Nothing so vividly captures this principle of the exchanged life as the cross. The cross was an instrument of death and shame. It was despised by the Jews, in whose law it was written, "Cursed is everyone who hangs on a tree . . ." Even the Romans who loved the brutality of the coliseum abhorred the gore of the cross. The Roman statesman, Marcus Cicero, wrote, "Let the very name of the cross be far away not only from the body of a Roman citizen, but even from his thoughts, his eyes, his ears." It was forbidden for Romans to be crucified because it was considered the death of a slave--a description that certainly fits the servant-hood of Jesus Christ. His whole life was in service to His Master, the Father, and finally to and for all who would be saved by faith into Him.

In spite of the pain, suffering and open shame of Jesus on the cross, this act remains at the center of all God's dealings with men. The Word of the cross was central to the redemptive purposes of God. So much so that Paul wrote, "For the word (logos) of the cross is foolishness to those who are dying, but to us who are saved it is the power of God." (1 Corinthians 1:18) The King James Version reads, "For the preaching (logos) of the cross is to them that perish foolishness; but unto us which are saved it is the power of God." This is somewhat misleading, because the Greek word logos is much broader in scope and meaning than the word preaching conveys. When you hear the word preaching, what comes to mind? Do you envision a man standing behind a pulpit expounding on a Bible text? Although the Greek word logos means "a word," the emphasis is not upon the utterance itself, but upon the inward thought, reckoning or reason behind the utterance. The logos of the cross is the logic or reason of the cross. But more, logos is the Divine thought, the heavenly principle of life, power, witness and growth in the kingdom of God.

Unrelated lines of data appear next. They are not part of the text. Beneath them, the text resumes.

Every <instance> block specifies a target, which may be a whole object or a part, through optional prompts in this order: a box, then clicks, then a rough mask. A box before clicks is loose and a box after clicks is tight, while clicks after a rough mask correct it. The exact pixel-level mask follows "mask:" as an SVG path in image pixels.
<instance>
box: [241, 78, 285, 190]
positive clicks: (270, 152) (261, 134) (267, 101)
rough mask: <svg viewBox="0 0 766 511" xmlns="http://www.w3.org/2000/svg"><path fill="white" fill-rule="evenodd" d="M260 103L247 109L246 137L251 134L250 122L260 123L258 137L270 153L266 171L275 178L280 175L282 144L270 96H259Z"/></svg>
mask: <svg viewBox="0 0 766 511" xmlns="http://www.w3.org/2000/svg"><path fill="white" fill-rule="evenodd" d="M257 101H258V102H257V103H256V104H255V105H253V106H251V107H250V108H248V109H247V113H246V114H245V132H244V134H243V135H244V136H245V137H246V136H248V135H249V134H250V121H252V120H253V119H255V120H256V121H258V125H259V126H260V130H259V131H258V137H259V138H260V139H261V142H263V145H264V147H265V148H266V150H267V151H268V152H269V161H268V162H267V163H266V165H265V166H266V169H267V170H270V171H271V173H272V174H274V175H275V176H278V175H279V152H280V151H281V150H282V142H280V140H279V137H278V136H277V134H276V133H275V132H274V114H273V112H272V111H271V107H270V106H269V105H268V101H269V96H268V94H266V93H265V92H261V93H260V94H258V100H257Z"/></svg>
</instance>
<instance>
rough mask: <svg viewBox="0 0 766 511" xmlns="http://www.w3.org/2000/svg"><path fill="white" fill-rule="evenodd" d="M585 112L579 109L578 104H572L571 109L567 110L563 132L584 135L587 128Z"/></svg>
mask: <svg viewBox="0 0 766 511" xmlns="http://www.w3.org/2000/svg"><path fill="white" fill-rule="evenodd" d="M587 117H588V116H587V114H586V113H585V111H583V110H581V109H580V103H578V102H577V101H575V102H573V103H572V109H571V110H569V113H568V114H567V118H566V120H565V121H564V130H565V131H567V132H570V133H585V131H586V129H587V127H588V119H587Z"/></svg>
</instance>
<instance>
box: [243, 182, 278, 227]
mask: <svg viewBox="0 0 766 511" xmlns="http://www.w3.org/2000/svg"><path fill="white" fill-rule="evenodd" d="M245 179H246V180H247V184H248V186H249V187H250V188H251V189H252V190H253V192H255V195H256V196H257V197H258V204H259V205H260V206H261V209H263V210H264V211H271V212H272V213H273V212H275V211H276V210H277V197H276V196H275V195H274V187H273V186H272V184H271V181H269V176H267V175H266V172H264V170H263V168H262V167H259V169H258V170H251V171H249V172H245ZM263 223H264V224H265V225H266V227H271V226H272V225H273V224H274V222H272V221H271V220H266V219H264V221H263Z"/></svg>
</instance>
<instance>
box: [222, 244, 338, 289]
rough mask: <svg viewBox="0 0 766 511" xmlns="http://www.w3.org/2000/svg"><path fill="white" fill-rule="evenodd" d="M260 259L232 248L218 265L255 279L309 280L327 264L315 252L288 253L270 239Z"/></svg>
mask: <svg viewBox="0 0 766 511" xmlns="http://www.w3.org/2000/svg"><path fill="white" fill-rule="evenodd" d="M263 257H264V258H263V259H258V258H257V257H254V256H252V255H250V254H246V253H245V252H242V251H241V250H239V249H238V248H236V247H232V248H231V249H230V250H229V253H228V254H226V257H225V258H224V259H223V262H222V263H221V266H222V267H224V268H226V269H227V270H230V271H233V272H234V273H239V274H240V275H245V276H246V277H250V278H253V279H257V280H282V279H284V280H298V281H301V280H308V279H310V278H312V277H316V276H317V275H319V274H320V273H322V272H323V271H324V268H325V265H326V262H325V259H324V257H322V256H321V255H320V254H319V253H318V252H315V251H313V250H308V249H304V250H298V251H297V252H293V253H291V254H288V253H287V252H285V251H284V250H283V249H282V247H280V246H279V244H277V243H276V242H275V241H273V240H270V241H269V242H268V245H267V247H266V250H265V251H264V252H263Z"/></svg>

When our Father said to Jesus before the dawn of man, "Let us make man in our image and in our likeness," He had all this in mind. Jesus, the Word, is God's answer to man's defects and man's imperfection. This is the power in Paul's words, "I am determined to know nothing, except Jesus Christ and Him crucified."

The prologue of John's gospel reads, "In the beginning there was the Word (logos). The Word (logos - not preaching) was with God, and the Word (logos) was God. He [the Word] was with God in the beginning. All things were made by him, and nothing was made without him. In him there was life, and that life was the light of all people. The Light shines in the darkness, and the darkness has not overpowered it." (John 1:1-5 NCV) Jesus was in the beginning with the Father. Jesus is the very Word of God that comes forth from His mouth with power. Everything was made by Christ as God spoke it into existence. Jesus is the Life of God spoken into creation. Jesus is that Light that God made to shine into the darkness that resulted from satanic chaos and rebellion from where the Genesis accounts starts, "darkness (Heb. choshec –chaos, destruction, wickedness) was upon the face of the deep." Jesus is the power of God unto the salvation of the world. He is still overpowering the darkness and wickedness in the hearts of fallen man as the Logos of God speaks into their hearts.

The translation of the New American Standard Version of our verse in First Corinthians comes the closest. "For the word of the cross is to those who are perishing foolishness, but to us who are being saved it is the power of God." The author of Hebrews wrote, "In many and various ways God spoke of old to our fathers by the prophets; but in these last days he has spoken to us by a Son, whom he appointed the heir of all things, through whom also he created the world." (Hebrews 1:1-2, RSV) The prophets spoke about the Word, but Jesus came as that Word, the very Oracle of the Father. Jesus is the Logos, the Word, Father's Divine thought. He is the Word of God who is alive and powerful, able to separate soul from spirit, bone from marrow, discerning the thoughts and intentions of men. He is God's final and ultimate word from the beginning of creation unto the end, the Alpha and the Omega! Jesus is the sum total of divine wisdom.